The lack of liquidity in the order books for Micro gold futures put options was the primary reason I stopped selling them. Liquidity is crucial for several reasons:

  1. Trade Adjustments: In a liquid market, it's easier to adjust trades, buy back options, and sell new ones to manage positions effectively. The lack of liquidity in Micro gold futures made it difficult to execute these adjustments without facing unfavorable prices.
  2. Slippage: Low liquidity often leads to higher slippage, meaning that the actual execution price can differ significantly from the expected price. This can erode profits and increase trading costs.
  3. Market Impact: In illiquid markets, large orders can have a significant impact on prices, making it challenging to enter or exit positions at desired levels.

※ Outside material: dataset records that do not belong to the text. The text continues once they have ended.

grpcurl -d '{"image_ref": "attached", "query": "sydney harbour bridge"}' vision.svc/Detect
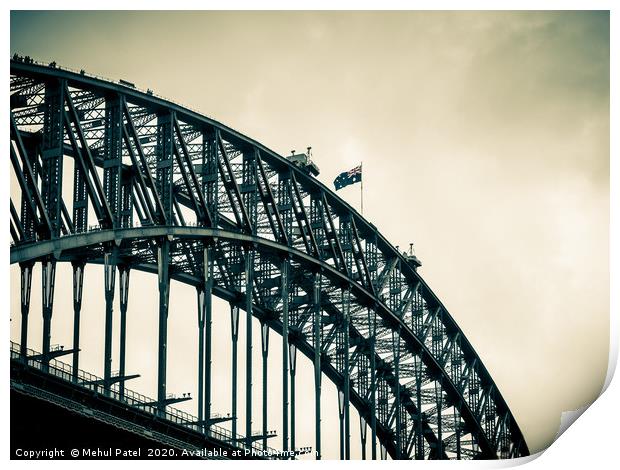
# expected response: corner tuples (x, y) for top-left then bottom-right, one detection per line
(10, 56), (528, 459)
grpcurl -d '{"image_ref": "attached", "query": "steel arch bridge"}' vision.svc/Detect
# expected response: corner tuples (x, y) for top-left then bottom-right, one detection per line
(10, 57), (529, 459)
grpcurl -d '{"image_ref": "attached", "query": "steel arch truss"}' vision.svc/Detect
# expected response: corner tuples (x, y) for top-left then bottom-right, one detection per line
(10, 61), (528, 459)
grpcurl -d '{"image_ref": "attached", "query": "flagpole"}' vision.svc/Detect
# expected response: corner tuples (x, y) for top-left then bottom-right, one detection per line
(360, 162), (364, 215)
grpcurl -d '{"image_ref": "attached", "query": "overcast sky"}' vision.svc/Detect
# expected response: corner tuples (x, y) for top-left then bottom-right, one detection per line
(11, 12), (609, 457)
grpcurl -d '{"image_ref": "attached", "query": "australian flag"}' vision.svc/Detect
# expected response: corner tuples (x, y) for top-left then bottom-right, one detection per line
(334, 165), (362, 191)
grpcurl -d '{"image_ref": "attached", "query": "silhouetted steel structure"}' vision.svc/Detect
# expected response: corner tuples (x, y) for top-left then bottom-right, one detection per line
(10, 58), (528, 459)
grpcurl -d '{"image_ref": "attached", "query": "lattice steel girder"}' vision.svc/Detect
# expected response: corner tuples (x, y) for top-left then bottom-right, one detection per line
(11, 58), (527, 458)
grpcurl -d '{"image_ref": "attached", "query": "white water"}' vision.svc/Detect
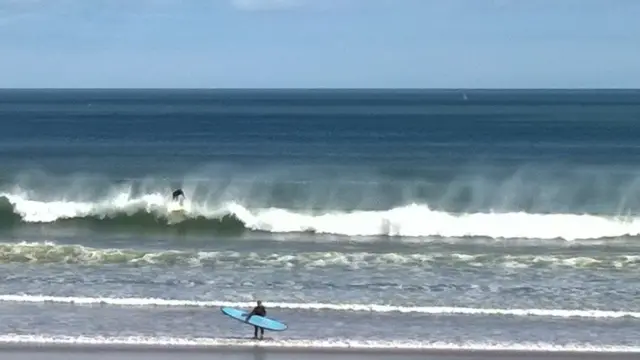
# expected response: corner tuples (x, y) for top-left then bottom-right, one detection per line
(0, 241), (640, 271)
(0, 191), (640, 241)
(0, 334), (640, 353)
(0, 294), (640, 319)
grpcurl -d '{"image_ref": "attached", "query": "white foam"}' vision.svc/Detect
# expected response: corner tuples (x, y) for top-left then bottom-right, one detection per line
(0, 241), (640, 269)
(0, 295), (640, 318)
(0, 192), (640, 240)
(0, 334), (640, 353)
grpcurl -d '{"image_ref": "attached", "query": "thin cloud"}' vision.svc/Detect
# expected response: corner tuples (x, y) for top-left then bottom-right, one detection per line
(231, 0), (303, 11)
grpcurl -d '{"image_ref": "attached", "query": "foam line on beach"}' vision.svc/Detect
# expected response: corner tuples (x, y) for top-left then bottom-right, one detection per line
(0, 334), (640, 353)
(0, 295), (640, 319)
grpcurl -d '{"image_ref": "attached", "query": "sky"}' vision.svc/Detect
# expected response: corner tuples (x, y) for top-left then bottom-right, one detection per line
(0, 0), (640, 88)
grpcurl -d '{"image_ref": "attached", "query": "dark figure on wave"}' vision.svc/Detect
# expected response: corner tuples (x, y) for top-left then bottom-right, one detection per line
(171, 189), (185, 205)
(245, 300), (267, 340)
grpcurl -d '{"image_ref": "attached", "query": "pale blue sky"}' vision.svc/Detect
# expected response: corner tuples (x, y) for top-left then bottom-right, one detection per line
(0, 0), (640, 88)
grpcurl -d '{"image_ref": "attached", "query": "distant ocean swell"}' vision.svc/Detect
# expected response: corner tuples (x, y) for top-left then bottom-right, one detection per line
(0, 192), (640, 241)
(0, 242), (640, 270)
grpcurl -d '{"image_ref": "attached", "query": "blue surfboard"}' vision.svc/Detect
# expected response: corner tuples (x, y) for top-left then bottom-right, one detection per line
(220, 307), (287, 331)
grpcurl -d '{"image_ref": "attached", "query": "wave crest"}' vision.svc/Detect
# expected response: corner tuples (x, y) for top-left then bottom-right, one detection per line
(0, 193), (640, 240)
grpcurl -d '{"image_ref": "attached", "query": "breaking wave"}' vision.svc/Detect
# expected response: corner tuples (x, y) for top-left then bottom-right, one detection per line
(0, 294), (640, 319)
(0, 192), (640, 240)
(0, 242), (640, 270)
(0, 242), (640, 270)
(0, 334), (640, 355)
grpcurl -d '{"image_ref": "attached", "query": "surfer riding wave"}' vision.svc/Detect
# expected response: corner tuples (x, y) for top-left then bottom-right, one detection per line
(171, 189), (185, 205)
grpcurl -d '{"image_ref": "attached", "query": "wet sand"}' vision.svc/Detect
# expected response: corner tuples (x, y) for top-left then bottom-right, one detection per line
(0, 344), (640, 360)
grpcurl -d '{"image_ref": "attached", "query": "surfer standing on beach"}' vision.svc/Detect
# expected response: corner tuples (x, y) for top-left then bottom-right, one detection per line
(171, 189), (185, 205)
(245, 300), (267, 340)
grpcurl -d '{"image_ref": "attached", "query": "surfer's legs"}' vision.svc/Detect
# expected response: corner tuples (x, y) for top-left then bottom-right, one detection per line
(253, 326), (264, 339)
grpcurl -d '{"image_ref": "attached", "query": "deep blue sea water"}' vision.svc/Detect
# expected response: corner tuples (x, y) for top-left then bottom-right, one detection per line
(0, 90), (640, 348)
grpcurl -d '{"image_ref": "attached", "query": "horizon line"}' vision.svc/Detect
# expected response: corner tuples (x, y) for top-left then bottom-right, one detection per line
(0, 87), (640, 91)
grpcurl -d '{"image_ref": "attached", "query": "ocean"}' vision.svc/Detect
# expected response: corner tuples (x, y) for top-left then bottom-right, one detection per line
(0, 89), (640, 351)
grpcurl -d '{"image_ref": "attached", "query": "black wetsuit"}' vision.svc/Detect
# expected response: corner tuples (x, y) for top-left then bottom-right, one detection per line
(172, 189), (184, 200)
(247, 305), (267, 339)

Considering Regular Gold Futures

While selling puts on regular gold futures might still be an option due to better liquidity, these contracts control 100 ounces of gold each. This significant exposure makes me uncomfortable, as it involves a higher level of risk and capital commitment.

Shifting Focus to GLD ETF

Instead of continuing with put options on Micro gold futures or moving to regular gold futures, I have shifted my focus to trading the GLD ETF. The SPDR Gold Shares (GLD) ETF provides exposure to gold with better liquidity and smaller capital requirements. This approach allows for easier adjustments and more flexible trading strategies without the liquidity concerns associated with Micro gold futures.

In the ever-evolving world of trading, it's crucial to continuously evaluate and adapt strategies based on market conditions and personal risk tolerance. While selling put options on Micro gold futures can be a profitable strategy under certain conditions, the lack of liquidity in the order books led me to move away from this approach.

Instead, I have shifted my focus to trading the GLD ETF, which offers better liquidity and more manageable exposure to gold. As I continue to explore and refine my trading strategies, I remain committed to sharing my experiences and insights to help fellow traders navigate the complexities of the financial markets.

If you're considering selling put options on Micro gold futures, I recommend conducting thorough research and understanding the potential liquidity issues involved. Always be prepared to adapt your strategies in response to changing market conditions.